It’s Time We Dealt with White Supremacy in Tech - colinprince
https://marker.medium.com/its-time-we-dealt-with-white-supremacy-in-tech-8f7816fe809
======
aurizon
Is there a culture of math/science/tech (m/s/t)negation in the young black
community? If there is, has it been caused by peer white oppression that acts
to drive them away or is it caused by peer black oppression by some blacks who
see other blacks attracted to m/s/t and ridicule them? We know that this does
not happen to Asian students - what helps Asians enter m/s/t and blocks the
black students? We are advised that all races have similar mental abilities -
so there MUST be some strong coercive force at play. We know there is a strong
social bias to study and do well in Asian as well as white students - is there
a family-social pressure that limits black students? If there is such a
coercive pressure on black students, we need to realize this, identify and act
in the educational system to block this. This extends to assisting black
family unity as well as financial assistance to allow greated family unity so
that mothers/fathers have more time at home with their kids - versus all
having 2 jobs and kids gravitate to peers without anyone to look to for
guidance. This is a complex social situation and I suspect it has attracted
scholarly attention, and has come to some conclusions in this area. Things
like online socialization and learning, with limits on coercive bullying. I
have read about the bullying that is widespread online - is this a factor? Is
there online racial bullying that is not suppressed? Online we should all be
equal, how can anyone find out what your skin color is? Do we need an under 14
or under 16 internet milieu? Big Brother? I recall defending my younger
brother from bullies in 1950 (I am 81), so a big brother is OK in principal.

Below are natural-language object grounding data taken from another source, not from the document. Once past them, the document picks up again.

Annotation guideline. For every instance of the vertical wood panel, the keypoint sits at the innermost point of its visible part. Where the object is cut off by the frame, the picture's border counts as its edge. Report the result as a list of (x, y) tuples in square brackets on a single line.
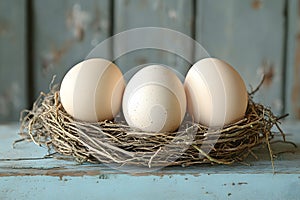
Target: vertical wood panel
[(172, 14), (12, 59), (250, 36), (293, 61), (65, 32)]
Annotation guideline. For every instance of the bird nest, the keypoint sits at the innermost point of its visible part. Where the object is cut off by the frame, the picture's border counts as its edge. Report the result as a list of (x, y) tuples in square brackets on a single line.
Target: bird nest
[(48, 124)]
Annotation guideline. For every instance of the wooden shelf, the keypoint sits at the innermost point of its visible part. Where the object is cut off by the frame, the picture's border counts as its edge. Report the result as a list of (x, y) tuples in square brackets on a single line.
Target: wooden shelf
[(26, 174)]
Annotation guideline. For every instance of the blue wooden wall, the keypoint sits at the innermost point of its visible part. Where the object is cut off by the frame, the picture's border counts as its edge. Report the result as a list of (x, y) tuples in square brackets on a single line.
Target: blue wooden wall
[(40, 38)]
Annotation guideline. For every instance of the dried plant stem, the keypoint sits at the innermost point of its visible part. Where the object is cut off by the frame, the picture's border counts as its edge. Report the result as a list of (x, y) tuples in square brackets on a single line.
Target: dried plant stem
[(108, 142)]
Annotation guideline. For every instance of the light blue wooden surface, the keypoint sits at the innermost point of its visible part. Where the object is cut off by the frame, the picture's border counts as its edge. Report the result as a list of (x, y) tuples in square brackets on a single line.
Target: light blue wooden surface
[(176, 15), (24, 174), (293, 60), (250, 36), (65, 32), (13, 79)]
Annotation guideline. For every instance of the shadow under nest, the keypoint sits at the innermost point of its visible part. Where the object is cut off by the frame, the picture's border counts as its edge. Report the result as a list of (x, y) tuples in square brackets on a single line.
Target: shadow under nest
[(48, 124)]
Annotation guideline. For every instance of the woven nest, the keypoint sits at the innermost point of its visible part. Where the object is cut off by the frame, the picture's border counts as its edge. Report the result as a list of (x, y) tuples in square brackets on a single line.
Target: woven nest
[(116, 143)]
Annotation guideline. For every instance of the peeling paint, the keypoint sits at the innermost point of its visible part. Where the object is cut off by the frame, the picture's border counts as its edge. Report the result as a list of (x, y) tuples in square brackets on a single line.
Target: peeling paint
[(77, 21)]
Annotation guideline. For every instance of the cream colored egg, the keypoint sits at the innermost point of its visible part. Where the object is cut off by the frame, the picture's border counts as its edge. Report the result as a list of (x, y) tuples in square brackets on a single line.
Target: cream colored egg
[(216, 93), (154, 100), (92, 90)]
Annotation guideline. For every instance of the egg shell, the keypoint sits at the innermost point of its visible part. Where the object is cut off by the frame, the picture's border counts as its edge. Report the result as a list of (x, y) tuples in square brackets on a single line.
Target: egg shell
[(216, 93), (154, 100), (92, 90)]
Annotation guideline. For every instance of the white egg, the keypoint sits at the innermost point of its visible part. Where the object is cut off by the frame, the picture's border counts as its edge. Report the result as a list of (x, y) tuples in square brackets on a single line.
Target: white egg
[(154, 100), (216, 93), (92, 90)]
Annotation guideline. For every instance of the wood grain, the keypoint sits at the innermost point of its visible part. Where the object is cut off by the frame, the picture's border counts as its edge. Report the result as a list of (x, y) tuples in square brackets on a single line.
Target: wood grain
[(13, 80), (250, 36)]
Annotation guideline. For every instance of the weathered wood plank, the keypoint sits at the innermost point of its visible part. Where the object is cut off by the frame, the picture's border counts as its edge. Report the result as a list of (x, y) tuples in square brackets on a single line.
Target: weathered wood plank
[(65, 32), (250, 36), (27, 155), (293, 60), (176, 15), (13, 78)]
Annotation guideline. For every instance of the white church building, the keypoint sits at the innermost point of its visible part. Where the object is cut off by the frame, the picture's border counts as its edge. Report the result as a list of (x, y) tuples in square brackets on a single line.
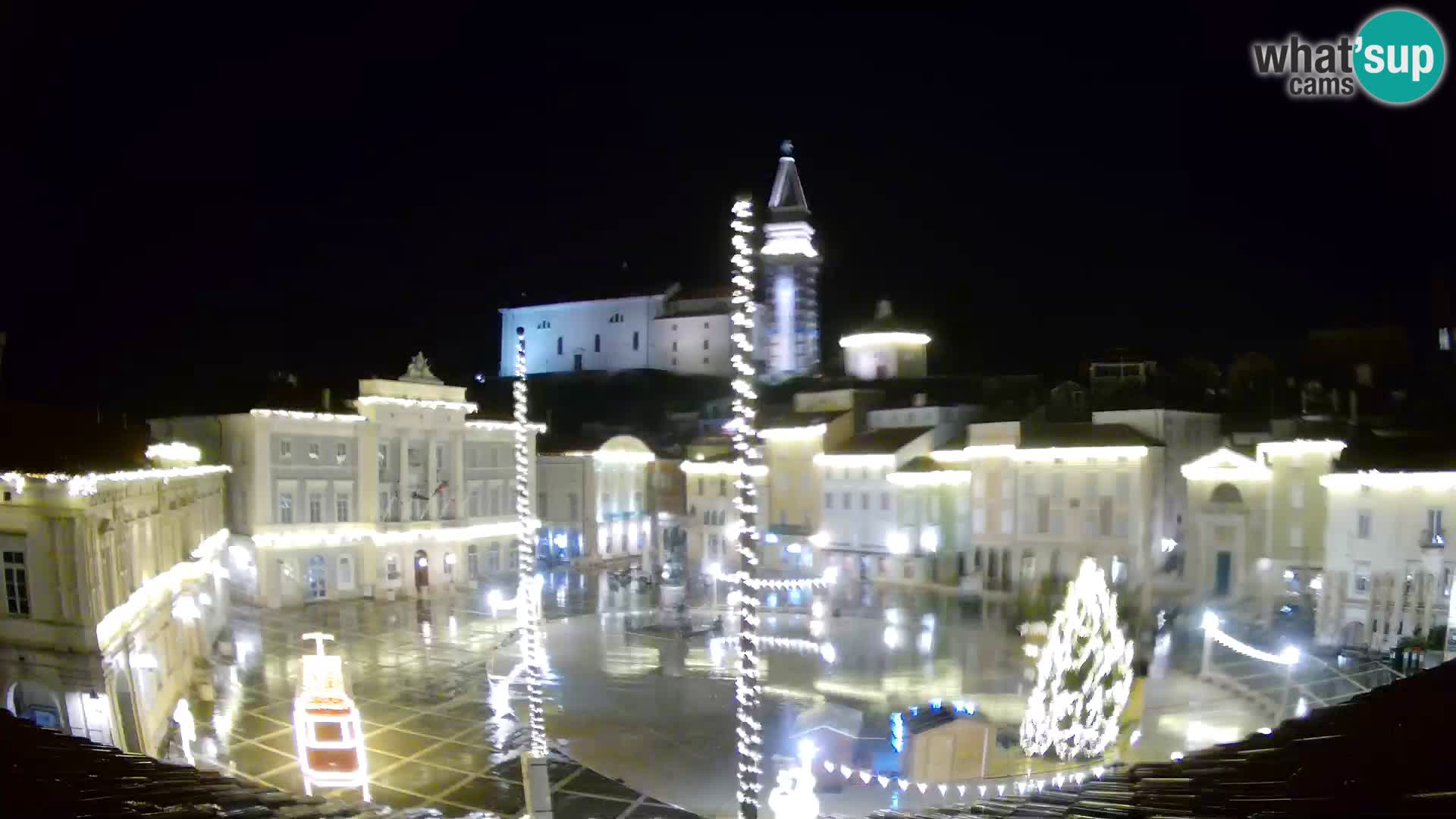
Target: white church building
[(674, 330)]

There is an old book, about life in Samoa where kids are raised by the
village, and they do OK. Once they reach puberty = come of age, sex emerges
and it is far different to the USA experience. The book, Coming of Age in
Samoa, by Margaret Mead has been criticised as it prgresses into the sexual
years, but it stand up well for the junior years - albeit there is a
monoculture. To sum up, we need to solve this problem so our society becomes
one in which all lives matter, and we never see people murdered on screen by
white police - even if it means we shake up the police, their procedures and
especially their unions - who seem to want the status quo to carry on!!!